Harrogate citizens with any interest in the welfare of their town should familiarise themselves with the council’s future plan to amend the Stray legislation.
Since the Act of 1770 which conceived the concept of a public open space of 200 acres and the resulting Great Award of 1778, every subsequent piece of legislation has preserved two concepts which have guaranteed continuation of public rights:  dual ownership shared between the Crown and the people;  right of free and unrestricted access.
Each successive Act of Parliament, including those of 1789, 1841, 1893, 1985 and 1986, whatever their faults, enshrined these two concepts. That the local authority, and indeed some individuals, have found sections of this legislation to be inconvenient is precisely why the Stray has survived.
Without these inconveniences, the siren attractions of expediency and financial profitability would have had such things created on the Stray as a lake, a conference centre, exhibition halls, a sports complex, a multi-lane roadway and an enclosure for hula hoop enthusiasts.
Some of these abortive projects were proposed with the best will in the world: the local economy would be strengthened, tourism boosted, jobs provided, transportation enhanced and – most dangerously – public opinion was said to be in favour.

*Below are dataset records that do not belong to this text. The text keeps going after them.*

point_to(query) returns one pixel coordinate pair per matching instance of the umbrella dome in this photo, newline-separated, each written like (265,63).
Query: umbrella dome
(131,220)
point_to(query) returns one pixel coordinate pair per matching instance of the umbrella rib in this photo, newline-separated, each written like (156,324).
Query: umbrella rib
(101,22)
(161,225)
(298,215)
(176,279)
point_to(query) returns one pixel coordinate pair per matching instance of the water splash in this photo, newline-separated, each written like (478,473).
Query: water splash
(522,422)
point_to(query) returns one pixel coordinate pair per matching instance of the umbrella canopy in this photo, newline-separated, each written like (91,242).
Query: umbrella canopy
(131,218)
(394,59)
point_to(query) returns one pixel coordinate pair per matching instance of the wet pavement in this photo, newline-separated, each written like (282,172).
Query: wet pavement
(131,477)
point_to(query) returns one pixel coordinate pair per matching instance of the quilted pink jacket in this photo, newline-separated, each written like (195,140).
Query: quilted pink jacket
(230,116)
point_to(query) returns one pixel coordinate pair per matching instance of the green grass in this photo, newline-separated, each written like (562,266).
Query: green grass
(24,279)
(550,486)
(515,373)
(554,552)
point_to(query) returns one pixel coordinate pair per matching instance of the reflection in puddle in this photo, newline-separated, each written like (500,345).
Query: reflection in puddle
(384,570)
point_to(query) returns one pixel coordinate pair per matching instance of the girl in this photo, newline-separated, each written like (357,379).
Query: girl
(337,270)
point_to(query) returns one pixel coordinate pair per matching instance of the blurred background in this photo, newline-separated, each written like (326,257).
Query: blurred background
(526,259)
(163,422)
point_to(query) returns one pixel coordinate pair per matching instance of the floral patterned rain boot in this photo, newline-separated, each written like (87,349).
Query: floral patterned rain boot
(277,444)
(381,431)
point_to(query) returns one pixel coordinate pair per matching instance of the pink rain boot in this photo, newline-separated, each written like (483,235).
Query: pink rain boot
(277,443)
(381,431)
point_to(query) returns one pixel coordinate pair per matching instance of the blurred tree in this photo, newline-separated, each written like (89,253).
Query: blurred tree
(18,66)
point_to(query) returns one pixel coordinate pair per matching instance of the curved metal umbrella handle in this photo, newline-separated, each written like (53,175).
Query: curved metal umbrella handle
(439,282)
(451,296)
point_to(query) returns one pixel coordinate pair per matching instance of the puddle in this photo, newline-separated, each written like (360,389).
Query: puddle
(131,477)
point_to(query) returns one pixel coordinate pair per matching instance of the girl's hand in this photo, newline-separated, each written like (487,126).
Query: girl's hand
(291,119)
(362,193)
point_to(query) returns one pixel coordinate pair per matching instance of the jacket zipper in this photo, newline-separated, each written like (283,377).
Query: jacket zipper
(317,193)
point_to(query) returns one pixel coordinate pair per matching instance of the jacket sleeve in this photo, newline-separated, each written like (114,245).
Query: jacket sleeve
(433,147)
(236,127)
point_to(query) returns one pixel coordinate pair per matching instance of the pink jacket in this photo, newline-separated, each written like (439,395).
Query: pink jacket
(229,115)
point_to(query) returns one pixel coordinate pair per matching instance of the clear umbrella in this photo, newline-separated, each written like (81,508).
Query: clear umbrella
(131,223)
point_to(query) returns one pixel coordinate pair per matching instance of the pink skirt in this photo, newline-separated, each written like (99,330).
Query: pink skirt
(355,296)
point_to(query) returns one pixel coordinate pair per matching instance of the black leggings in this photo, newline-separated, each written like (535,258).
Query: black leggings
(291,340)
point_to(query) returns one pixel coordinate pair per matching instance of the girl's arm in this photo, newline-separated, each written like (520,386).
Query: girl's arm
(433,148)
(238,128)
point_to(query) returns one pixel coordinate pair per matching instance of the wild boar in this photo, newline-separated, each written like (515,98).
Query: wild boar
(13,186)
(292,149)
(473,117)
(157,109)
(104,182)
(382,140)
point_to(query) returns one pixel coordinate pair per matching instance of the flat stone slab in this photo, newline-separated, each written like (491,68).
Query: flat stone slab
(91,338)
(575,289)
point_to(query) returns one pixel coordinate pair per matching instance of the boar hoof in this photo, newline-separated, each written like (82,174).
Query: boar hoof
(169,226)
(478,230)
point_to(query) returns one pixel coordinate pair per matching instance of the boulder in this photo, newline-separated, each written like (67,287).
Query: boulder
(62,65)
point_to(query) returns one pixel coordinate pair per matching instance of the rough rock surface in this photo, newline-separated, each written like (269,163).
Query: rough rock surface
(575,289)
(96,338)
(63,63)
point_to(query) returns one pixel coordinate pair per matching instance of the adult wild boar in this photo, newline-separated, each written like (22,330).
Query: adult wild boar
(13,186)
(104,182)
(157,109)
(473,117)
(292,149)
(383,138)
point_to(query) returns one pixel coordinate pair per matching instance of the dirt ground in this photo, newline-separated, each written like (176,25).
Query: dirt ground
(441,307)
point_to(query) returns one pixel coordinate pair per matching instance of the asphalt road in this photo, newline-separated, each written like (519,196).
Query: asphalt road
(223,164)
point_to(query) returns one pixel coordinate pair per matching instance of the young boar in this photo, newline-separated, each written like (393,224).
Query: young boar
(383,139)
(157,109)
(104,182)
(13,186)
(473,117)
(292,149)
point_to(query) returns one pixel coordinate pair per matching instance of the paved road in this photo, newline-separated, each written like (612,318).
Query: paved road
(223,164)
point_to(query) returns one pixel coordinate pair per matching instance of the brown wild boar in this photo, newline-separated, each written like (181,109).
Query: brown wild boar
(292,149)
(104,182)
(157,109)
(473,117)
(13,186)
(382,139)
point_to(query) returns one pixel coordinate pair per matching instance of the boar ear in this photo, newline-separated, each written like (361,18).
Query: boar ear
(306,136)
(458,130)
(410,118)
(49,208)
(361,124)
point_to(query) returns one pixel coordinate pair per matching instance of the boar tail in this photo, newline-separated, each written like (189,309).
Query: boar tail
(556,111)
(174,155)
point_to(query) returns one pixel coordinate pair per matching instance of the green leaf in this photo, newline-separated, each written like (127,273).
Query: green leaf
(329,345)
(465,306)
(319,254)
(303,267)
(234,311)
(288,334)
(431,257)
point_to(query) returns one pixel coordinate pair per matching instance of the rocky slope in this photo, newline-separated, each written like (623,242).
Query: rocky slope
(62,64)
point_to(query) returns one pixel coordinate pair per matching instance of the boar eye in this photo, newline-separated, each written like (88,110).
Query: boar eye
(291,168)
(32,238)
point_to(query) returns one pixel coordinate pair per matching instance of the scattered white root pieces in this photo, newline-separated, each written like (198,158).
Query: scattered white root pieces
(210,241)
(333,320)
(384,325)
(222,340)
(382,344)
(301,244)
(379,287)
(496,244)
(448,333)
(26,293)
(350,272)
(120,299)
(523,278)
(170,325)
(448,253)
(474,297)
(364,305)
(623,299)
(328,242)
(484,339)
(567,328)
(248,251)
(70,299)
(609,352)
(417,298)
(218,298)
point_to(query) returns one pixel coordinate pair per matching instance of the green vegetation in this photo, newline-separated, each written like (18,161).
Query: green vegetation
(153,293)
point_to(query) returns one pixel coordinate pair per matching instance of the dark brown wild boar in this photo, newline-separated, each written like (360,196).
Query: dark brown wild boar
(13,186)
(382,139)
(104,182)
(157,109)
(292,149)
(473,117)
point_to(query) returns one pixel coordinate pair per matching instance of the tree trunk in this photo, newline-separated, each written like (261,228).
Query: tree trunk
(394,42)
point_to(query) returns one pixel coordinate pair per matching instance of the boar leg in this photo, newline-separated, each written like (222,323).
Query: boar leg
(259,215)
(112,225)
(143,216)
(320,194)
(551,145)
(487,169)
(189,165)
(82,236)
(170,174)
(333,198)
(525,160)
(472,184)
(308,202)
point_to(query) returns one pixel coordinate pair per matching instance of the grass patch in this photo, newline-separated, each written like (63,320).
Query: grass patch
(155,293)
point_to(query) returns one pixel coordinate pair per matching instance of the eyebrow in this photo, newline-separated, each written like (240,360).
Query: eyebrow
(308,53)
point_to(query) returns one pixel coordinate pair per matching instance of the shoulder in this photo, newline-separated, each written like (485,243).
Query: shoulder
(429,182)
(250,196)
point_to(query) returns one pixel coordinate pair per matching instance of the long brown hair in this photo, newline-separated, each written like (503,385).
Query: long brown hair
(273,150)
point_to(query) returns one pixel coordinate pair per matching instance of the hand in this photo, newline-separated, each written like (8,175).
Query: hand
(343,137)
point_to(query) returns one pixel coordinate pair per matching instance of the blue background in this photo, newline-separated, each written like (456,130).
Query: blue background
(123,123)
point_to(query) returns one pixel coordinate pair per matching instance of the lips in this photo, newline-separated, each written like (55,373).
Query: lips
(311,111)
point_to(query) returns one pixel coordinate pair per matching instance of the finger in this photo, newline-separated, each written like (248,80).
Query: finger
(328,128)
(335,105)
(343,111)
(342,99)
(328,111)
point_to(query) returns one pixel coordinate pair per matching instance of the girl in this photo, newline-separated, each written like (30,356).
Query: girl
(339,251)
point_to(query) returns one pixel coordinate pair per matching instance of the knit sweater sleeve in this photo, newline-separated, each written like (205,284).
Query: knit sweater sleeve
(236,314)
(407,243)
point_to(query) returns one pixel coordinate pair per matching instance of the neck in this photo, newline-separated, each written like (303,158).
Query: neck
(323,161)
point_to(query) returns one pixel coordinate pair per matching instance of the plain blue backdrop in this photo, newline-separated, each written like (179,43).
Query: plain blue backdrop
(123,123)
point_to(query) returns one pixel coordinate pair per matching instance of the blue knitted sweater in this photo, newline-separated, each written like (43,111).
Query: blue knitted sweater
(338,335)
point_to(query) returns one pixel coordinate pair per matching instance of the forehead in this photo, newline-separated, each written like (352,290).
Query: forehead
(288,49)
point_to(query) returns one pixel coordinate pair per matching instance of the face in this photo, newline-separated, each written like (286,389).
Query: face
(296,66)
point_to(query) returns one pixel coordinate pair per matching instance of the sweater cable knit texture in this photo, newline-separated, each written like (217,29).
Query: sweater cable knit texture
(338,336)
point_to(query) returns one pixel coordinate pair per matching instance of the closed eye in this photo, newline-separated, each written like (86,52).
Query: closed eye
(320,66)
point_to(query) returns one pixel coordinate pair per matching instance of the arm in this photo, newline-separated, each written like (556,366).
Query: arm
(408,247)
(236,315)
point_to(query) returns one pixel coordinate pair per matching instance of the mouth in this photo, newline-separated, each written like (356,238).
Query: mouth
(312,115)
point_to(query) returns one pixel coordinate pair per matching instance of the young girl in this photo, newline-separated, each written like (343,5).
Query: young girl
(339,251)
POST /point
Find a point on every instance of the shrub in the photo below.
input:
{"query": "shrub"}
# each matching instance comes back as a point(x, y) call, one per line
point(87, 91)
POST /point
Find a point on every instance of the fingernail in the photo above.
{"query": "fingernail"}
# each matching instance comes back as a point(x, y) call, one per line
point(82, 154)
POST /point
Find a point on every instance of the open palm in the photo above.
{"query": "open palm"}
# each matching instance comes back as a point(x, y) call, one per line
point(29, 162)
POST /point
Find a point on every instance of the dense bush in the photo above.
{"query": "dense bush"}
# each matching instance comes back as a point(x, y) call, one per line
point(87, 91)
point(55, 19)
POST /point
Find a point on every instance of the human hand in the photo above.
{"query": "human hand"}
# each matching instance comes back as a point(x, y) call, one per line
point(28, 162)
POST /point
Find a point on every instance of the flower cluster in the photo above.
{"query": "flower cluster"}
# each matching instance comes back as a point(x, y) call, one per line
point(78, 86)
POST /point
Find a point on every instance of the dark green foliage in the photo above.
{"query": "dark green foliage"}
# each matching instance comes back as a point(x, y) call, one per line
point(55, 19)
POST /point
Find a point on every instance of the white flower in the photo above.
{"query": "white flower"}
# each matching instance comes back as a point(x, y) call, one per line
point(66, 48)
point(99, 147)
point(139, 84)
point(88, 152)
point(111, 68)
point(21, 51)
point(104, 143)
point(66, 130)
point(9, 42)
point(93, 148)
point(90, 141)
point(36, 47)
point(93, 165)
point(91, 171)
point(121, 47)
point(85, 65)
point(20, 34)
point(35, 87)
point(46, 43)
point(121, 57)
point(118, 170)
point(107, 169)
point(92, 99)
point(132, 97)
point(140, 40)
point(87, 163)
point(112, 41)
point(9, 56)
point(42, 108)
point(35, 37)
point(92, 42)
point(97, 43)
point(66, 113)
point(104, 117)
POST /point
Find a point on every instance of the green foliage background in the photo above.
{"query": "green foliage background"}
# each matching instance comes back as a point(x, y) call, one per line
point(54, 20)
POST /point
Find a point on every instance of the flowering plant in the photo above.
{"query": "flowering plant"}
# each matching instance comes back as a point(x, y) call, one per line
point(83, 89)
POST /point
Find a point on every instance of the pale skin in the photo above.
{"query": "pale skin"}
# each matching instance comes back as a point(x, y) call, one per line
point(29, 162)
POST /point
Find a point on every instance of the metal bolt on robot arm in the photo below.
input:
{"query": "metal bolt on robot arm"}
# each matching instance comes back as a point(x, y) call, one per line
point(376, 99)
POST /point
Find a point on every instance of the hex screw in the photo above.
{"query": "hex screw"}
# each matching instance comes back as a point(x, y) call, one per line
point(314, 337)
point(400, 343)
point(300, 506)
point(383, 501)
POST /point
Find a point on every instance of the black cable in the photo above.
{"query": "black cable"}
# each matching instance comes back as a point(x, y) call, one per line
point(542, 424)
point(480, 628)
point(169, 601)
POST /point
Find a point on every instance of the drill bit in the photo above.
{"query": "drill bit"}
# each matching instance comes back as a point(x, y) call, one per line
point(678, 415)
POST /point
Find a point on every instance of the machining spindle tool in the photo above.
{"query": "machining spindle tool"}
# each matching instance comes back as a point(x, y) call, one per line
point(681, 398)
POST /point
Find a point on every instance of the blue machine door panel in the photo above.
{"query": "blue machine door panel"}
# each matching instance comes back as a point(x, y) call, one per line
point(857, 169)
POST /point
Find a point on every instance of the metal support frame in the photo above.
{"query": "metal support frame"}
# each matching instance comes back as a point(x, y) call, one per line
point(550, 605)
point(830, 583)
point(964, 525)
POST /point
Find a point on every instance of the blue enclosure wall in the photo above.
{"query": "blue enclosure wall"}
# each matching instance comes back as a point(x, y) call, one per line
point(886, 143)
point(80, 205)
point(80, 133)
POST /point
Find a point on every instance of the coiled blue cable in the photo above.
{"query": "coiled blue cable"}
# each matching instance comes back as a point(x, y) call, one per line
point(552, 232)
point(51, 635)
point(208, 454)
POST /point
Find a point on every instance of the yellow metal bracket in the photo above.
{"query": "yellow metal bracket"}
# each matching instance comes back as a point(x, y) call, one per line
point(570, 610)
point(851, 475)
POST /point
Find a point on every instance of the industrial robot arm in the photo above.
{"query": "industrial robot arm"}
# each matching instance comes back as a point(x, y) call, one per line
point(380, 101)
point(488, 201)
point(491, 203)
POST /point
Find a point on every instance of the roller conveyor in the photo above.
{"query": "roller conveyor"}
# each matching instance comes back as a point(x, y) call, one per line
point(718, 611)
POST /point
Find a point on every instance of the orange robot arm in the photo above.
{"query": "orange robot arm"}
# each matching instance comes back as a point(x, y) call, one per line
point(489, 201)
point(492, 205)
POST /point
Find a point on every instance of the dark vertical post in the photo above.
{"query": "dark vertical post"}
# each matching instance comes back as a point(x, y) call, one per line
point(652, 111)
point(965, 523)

Now it may be that Harrogate’s present council is the wisest, best informed and most public spirited council ever, and that they will resist the temptation to tinker with legislation so that currently fashionable schemes can be implemented by reducing the public’s historic rights over the Stray, but whatever the case, the public must be vigilant to protect the principle of unrestricted and free access to the greater part of the Stray for the greater part of each year.